Essential skills: Service integration; informed buying; contract facilitation; contract monitoring; vendor development
Service delivery is where the nitty-gritty of traditional IT development and management happens: infrastructure design, configuration and development, release management, testing, support and much more. In essence, this function is responsible for the actual delivery of business services via the IT platform and then for supporting that platform as it evolves.
The service delivery environment today is highly complex in part because, as noted, the architectural environment is more complex—a hybrid of legacy and cloud technologies. Delivery will also most likely be a mix of multiple resources both internal and external. In response to that complexity, there is a growing need for management skills outside the traditional sweet spot of IT managers.
Service integration. With IT focused more today and in the future on delivering business services rather than as a function that delivers applications and server management, an unprecedented degree of business sophistication is now required from IT. This business knowledge, combined with systems integration capabilities, results in a new function providing end-to-end management and integration of the business service or set of services in a multi-vendor, cloud environment. Service integration combines into a new capability several traditional functions including service transition, service operations and continuous service improvement.
Informed buying. For organizations that rely heavily on external vendors and outsourcing providers, an informed buying capability is critical. Informed buyers analyze and regularly benchmark the external market for IT and cloud services; select the five- to 10-year sourcing strategy to meet business needs and technology issues; and lead the tendering, contracting and service management processes.
The cloud also requires the ability to source different technologies and services from a multi-supplier base, on a more dynamic basis—one that is frequently on a pay-for-use and pay-as-you-go basis—as well as on more traditional outsourcing contracts, and shaping the integration of multiple services for the business unit customer. In a world that gets increasingly outsourced and cloud-sourced, we find that client organizations still under-resource their informed buying capability.
Contract facilitation. This action-oriented capability is crucial for creating a smooth relationship between suppliers and business users, in part by ensuring that problems and conflicts are resolved fairly and promptly within what are usually long-term relationships. In many of the companies we have studied, the need for this role is not spotted soon enough, especially when it comes to IT outsourcing. Instead, the capability tends to grow in response to ongoing issues: Users may be highly demanding, which incurs additional charges from a provider; multiple supplier services need coordinating; or easier monitoring of usage and services is required.
Contract monitoring. This involves making inputs to the development and maintenance of a robust contract as the basis for sound overall management.

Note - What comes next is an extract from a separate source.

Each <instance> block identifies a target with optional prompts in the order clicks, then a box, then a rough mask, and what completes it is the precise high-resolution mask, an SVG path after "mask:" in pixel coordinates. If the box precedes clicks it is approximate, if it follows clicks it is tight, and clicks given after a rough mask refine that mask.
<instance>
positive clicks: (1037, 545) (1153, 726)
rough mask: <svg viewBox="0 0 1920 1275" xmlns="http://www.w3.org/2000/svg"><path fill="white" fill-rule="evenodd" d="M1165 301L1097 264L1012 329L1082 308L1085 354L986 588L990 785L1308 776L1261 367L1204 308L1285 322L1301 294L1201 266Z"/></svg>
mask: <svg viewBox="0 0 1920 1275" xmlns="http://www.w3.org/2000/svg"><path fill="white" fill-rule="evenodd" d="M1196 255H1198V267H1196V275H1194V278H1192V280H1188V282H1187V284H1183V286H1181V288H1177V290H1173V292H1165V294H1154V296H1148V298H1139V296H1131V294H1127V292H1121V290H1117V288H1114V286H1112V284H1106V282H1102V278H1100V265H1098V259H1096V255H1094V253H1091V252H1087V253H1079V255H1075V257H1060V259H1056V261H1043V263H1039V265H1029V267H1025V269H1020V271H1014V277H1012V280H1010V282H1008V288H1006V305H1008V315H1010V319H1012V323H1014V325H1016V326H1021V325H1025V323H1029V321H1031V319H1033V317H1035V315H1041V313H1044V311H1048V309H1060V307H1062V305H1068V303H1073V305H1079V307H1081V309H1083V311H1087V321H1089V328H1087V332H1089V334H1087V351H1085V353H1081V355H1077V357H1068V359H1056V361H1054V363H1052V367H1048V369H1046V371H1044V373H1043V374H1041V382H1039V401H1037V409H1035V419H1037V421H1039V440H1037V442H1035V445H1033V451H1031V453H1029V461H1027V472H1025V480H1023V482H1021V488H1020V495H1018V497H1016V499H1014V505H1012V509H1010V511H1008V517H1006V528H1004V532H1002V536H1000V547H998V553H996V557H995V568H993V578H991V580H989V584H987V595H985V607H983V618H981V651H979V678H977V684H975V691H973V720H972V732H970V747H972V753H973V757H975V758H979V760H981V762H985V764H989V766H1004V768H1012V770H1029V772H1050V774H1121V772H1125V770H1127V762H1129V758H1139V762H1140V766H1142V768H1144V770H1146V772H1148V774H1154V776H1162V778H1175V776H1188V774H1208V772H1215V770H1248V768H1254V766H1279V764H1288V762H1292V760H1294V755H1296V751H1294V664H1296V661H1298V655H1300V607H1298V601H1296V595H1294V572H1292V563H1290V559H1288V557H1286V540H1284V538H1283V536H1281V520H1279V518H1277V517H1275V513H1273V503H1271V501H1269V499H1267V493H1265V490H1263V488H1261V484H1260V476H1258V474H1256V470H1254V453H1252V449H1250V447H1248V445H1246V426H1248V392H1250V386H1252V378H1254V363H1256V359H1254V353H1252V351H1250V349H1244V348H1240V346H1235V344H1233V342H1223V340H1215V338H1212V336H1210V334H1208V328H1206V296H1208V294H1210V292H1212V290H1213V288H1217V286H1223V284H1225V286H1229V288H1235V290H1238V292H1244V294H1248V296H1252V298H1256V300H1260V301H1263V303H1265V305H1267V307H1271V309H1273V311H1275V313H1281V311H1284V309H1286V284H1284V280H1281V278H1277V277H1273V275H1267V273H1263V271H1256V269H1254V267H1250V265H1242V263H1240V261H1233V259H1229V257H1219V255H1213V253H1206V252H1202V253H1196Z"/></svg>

The role then leads to holding suppliers accountable for both existing service contracts and the evolving performance standards of the services market.
Although all the organizations we have studied recognize the importance of contract monitoring—the monitoring role is routinely staffed at the beginning of an IT outsourcing arrangement—they too frequently assign this role to people with inadequate knowledge and experience, underestimating the magnitude of the task. The cloud brings a new dynamism to the monitoring role because there are more (and more diverse) contracts, more instant and transparent information (including from suppliers), new standards of service and a need for faster response times.
Vendor development. This competency is concerned with leveraging the long-term potential for suppliers to add value, creating mutually beneficial situations in which the supplier increases its revenues by providing services that drive greater business benefits. Given the high costs of switching providers, it is generally in the client company’s interest to maximize the contribution from existing suppliers. This is likely to remain the case in a cloud environment, especially as such contracts grow larger and more complex.
Our research points to two major challenges in developing the skills and functions needed to manage an IT environment in which the business itself—and employees—has a greater share of voice. One is the recruitment and retention of the highly skilled group needed to manage cloud-based services effectively. The other is evolving these management skills to support the expected increases in cloud deployment and external sourcing over time.
Once technical reliability is established, the retained function needs to become more business-focused and better able to source externally. This makes relationship-building and business systems thinking capabilities especially important. Also, scaling up on external cloud-sourcing will usually necessitate increased investments in informed buying, contract monitoring and vendor development capabilities.